Assessing the European Disability Strategy

The report underlines three important priorities that should be included in the Commission's ten-year European Disability Strategy. Firstly, the report calls for a focus on the human rights of people with disabilities and initiates a shift in the public approach towards this group taking into account changes caused by the ratification of the UN convention on the rights of persons with disabilities. Secondly, it highlights the need to ensure accessibility, in principle as well as in practice, with new innovations (ICT, GPS, etc) to be applied in the spheres of everyday life (from taking part in elections to having accessibility to public information and services). Lastly, it emphasises the importance of employment and stresses the need for inclusive work and educational practices.

Legal protection

According to the EPP Group MEP, it is also important to have legal instruments and measures for the protection of people with disabilities, such as those in the new Hungarian constitution, which uniquely contains elements concerning people with disabilities. The preamble to the document includes the protection of sign language, recognising it as being part of Hungarian culture, and a ban on discrimination against people with disabilities.

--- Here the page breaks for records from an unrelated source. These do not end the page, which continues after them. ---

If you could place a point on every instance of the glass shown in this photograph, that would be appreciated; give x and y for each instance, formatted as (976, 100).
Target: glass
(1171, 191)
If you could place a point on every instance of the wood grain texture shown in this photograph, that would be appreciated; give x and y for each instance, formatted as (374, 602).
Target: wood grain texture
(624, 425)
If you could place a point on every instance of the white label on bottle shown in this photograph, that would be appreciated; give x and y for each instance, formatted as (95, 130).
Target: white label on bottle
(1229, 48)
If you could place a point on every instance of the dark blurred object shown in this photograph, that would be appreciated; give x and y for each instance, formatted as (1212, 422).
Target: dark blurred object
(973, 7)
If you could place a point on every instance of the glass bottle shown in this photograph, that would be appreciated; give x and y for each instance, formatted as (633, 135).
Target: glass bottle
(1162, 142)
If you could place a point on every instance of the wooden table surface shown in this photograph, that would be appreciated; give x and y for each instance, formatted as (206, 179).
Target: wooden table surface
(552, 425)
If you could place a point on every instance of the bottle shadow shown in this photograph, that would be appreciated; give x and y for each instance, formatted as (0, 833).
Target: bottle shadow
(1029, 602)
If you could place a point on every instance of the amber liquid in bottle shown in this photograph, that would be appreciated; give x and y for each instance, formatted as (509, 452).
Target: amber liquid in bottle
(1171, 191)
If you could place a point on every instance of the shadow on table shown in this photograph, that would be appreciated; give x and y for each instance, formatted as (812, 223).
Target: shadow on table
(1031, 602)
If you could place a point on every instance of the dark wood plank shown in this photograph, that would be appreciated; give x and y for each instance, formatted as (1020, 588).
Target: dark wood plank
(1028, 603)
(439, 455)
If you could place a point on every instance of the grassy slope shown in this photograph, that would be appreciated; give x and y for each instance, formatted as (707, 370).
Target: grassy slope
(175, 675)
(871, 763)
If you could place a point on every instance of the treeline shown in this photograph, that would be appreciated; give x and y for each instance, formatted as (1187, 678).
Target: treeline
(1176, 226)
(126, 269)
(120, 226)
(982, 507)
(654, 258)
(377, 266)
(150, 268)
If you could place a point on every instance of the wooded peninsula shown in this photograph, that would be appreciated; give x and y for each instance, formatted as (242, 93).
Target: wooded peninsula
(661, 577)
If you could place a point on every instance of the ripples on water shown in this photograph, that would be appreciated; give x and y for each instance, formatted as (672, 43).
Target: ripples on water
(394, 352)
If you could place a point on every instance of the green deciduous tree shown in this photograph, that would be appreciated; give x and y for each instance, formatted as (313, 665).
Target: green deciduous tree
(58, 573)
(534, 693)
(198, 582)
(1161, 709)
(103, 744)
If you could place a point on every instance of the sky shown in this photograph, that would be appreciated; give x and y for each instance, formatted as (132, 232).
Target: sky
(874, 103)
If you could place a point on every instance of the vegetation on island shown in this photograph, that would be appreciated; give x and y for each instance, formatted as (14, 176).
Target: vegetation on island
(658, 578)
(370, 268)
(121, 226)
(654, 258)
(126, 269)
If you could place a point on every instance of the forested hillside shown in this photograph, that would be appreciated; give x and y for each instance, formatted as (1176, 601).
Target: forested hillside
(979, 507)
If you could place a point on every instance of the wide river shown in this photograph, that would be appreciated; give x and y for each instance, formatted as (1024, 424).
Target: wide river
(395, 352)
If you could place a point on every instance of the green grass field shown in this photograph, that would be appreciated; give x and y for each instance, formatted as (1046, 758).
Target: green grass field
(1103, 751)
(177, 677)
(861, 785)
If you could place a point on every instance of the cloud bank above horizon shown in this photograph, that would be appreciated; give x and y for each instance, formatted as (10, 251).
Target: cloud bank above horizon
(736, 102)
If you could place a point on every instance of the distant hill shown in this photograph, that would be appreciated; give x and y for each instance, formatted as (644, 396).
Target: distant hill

Furthermore the EPP Group sees a new opportunity for anti-discrimination legislation in the interest of people with disabilities within the framework of the European Accessibility Act planned for 2012. On this upcoming proposal from the Commission, Kósa considers that it is high time the situation of people with disabilities is dealt with not only academically but in reality – and more effectively, based on eliminating not only obstacles in the approach to disability but also existing physical and communication barriers. Without the latter, the former means nothing, believes Kósa.

The European Council has been blocking the 'general anti-discrimination directive' for years and there is no hope for a change in point of view in the foreseeable future. The new approach adopted by Mr Kósa in his report is in line with the UN Convention on the rights of people with disabilities. He believes that the European Parliament must play its own role during the implementation of the Convention itself, which was already ratified by the EU this year.

Achieving growth targets

As president of the Disability Intergroup Ádám Kósa believes that it is of utmost importance to reach higher employment levels for people with disabilities. In Western Europe roughly 40% of disabled people have gainful employment. In Eastern Europe this is only 10-15%. But in both regions, people with disabilities are always at risk of being fired first during any lay-offs, regardless of their abilities or skills.

Many studies have proven, however, that people with disabilities are very loyal to their employers in general and work harder than people without disabilities. This is an indispensable condition for the creation of an economically sustainable and inclusive society. The target of 75% employment which was set at the EU level in its EU 2020 Strategy cannot be achieved without including disabled people. Agreement with this was reflected by the adoption by MEPs of Mr Kósa's report in the EMPL Committee this summer with a 92% majority.